Der unzureichenden Standfestigkeit der Wände ist es geschuldet, dass man das Bücherregal mit fünf Brettern nicht vor Augen hat. Es liegt auf dem Boden und enthält etwa zweihundert Bände. Auf dreien von ihnen steht in Goldschrift auf dem Buchrücken: „Alexander von Humboldt - Kosmos“. Es gibt eine Reihe weiterer, in grünes Leder gebundener Bücher, von denen aber einige Nummern fehlen: „Alexander von Humboldt & Aimé Bonpland - Voyage aux Régions Équinoxiales du Nouveau Continent“.
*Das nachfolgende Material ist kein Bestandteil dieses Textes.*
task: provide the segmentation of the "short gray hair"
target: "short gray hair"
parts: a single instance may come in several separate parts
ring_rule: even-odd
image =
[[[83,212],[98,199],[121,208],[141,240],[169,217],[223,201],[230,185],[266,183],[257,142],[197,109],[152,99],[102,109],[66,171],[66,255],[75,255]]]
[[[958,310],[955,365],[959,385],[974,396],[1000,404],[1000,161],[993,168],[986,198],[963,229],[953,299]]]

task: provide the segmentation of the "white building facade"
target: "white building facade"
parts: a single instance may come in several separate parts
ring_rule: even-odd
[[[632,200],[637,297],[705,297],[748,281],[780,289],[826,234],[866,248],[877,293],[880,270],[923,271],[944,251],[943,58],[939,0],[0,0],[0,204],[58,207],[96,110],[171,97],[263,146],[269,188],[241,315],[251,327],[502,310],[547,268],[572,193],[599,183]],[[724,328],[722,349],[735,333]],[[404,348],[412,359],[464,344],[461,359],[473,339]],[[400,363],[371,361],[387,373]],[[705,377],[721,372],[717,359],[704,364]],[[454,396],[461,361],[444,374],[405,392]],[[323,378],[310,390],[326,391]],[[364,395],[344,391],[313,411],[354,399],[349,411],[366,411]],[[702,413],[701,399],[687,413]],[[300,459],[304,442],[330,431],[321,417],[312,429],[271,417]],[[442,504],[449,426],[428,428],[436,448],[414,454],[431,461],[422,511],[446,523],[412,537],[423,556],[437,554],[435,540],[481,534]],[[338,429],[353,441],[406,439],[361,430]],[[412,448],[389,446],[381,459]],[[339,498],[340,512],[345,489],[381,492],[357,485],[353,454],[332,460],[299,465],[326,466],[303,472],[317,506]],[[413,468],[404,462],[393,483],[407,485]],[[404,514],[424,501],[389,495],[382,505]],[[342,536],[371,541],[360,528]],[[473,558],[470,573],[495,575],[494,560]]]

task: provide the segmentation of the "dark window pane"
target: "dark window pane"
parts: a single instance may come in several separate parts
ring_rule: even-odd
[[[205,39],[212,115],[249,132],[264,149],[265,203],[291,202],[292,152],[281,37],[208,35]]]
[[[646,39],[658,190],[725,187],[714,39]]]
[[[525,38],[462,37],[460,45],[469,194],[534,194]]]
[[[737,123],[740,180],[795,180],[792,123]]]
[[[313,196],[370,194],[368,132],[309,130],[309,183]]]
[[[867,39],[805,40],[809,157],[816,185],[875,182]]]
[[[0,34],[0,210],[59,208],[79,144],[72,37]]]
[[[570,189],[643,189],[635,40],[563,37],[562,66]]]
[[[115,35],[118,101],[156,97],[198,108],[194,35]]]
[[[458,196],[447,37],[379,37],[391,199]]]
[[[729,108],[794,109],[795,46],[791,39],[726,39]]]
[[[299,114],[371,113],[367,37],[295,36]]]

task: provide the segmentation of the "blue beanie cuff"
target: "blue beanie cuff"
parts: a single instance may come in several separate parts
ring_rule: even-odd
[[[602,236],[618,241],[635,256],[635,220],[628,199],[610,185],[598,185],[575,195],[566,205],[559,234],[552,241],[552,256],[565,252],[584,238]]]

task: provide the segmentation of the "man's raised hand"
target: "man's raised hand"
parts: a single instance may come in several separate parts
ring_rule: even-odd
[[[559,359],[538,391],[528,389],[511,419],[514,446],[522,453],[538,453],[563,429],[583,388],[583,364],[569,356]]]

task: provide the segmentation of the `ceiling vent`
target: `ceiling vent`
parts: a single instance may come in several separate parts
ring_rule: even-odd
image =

Der Besucher, Robert Christian Avé-Lallemant, besitzt diese Bände bereits alle, bis auf einen, und jetzt entziffert er dessen Titel: „Description des Plantes Rares Cultivées à Malmaison et à Navarre – Aimé Bonpland“. Auf den Büchern liegt eine dünne Schicht dunkler Staub wie auf allem anderen, was sich dort befindet.
An der Türschwelle steht eine Vase mit fleischfarbenen Rosen. Ihr Stängel ist knotig, unförmig und verkrümmt, so oft ist er immer wieder beschnitten worden. Avé-Lallemant lächelt; er mag Rosen. Er züchtet sie, sogar in seinem angemieteten Haus in Rio de Janeiro.
Don Amado Bonpland bietet Avé-Lallemant einen Mate an, der ihn jedoch sehr höflich ablehnt.
Don Amado gibt nicht nach:
„Dr. Avé-Lallemant, das ist das Gewächs, das ich Ilex humboldtiana genannt habe, damals, als ich den Pflanzen noch Namen gegeben habe.“
Das Wort humboldtiana lässt Avé-Lallemant stutzen. Aber obwohl es den Namen seines lieben Freundes in Erinnerung ruft, lehnt Avé-Lallemant ab. Dieser grüne Tee in einer schmutzigen Kürbisschale ekelt ihn an. Es ekelt ihn, an demselben Metallröhrchen zu saugen, das schon in anderen Mündern gesteckt hat. Es ist der typische Abscheu, den die Fremden empfinden, und er spürt ihn, seit er in die Pampa gekommen ist.
„Aber“, fährt Don Amado Bonpland fort, „meine Kollegen, die Botaniker, haben diesen Namen nie akzeptiert. Sie benutzen andere.“
Avé-Lallemant ist damit beschäftigt, sich das Aussehen dieses Alten einzuprägen. Ein sinnloses Unterfangen; nur in der Jugend mit ihren Hoffnungen und Möglichkeiten unterscheiden sich die Leute.
Ungewöhnlich ist indessen die Geschichte von Don Amado Bonpland.
Eine Koryphäe der botanischen Wissenschaft und Doctor honoris causa von verschiedenen europäischen Universitäten ist Don Amado Bonpland, wie ein Naturforscher aus Ansbach schrieb, der sich an Kaspar Hauser erinnerte, ein neue Aenigma sui temporis, ein Rätsel seiner Zeit.
Die Akademien schicken ihm in Röhren aus Weißblech eingerollte Diplome. Er nimmt diese Ehrungen dankbar und bescheiden an. Er bewahrt sie an Stellen auf, die er bald zu vergessen pflegt. Eine Ausnahme macht er mit zwei Sternen der Légion d’Honneur, er hat sie an das Revers seiner abgetragenen Jacke aus grobem Kattun geheftet. Es ist eine ironische Geste von Don Amado Bonpland; gefangen in der Falle ihrer ausufernden Bürokratie, haben die französischen Behörden ihm zweimal dieselbe Auszeichnung verliehen. Das hatte man Avé-Lallemant schon vorher erzählt, und er amüsierte sich, als er sie nun an Don Amado Bonplands Brust sah.